Angela has fifteen years of teaching experience, primarily in Special Education and Gifted Education at the K-12 level. She has a B.A. in Elementary Education and Special Education, K-12. In addition, she has a M.A.Ed. in Special Education with an emphasis in Gifted, K-12. Angela has had several research and review articles published in education journals.
Everybody likes vacations. A day off from work or school is something to look forward to! Many people associate President's Day with a long, three-day weekend in February. But there is important history behind this holiday.
President's Day is a government holiday that celebrates the United States presidents on the third Monday in February each year. Let's discover more about how this holiday came to be.
Did you know that the real name for President's Day is Washington's Birthday? Our first president, George Washington, was born on February 22, 1732. So after his death in 1799, February 22nd became an important day to honor his life and work.
But it wasn't until 1879 that Washington's Birthday became a federal, or government, holiday. When President Rutherford B. Hayes signed it into law, it became official. It was the first federal holiday to celebrate an individual person. Other federal holidays we celebrate include Christmas Day, New Year's Day, Independence Day, Thanksgiving and Martin Luther King Jr. Day. Which one is your favorite?
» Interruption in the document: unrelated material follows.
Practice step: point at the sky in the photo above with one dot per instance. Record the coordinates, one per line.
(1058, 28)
How would you feel if you had to celebrate your birthday on a different day? A lot of kids wouldn't think that was fair. In 1968, the United States Congress decided that it would be in the American worker's best interest to change the celebration of Washington's Birthday to a Monday. This way workers could enjoy a three-day weekend. The bill was called the Uniform Monday Holiday Bill, and it changed several holidays to fall on a Monday.
During this time, it was suggested that the name of the holiday, Washington's Birthday, be changed to President's Day. Abraham Lincoln's birthday is on February 12th, and many people wanted to honor him, too. Believe it or not, the name was never formally changed. However, the name President's Day was catchy and became popular in the 1980s. Today, most people call it this.
What do you like to do on President's Day? Similar to Independence Day, President's Day is considered a patriotic holiday, when we can show devotion, loyalty and support of one's country. Many people choose to honor all American presidents on this day. Many groups, schools, and organizations hold celebrations and events.
One of the most important President's Day celebrations happened on February 22, 1932. George Washington created the Badge of Military Merit, today known as the Purple Heart, to honor soldiers who were wounded or killed. The first three purple hearts were awarded way back during the Revolutionary War and were presented on a piece of purple silk. But the award wasn't restored, or brought back, until 1932 on George Washington's 200th birthday. Today the Purple Heart continues to honor soldiers and is the oldest military decoration.
President's Day is a federal holiday, observed on the third Monday of February. The official name for the holiday is Washington's Birthday. It was celebrated each year on February 22nd until the Uniform Monday Holiday Bill was passed in 1968.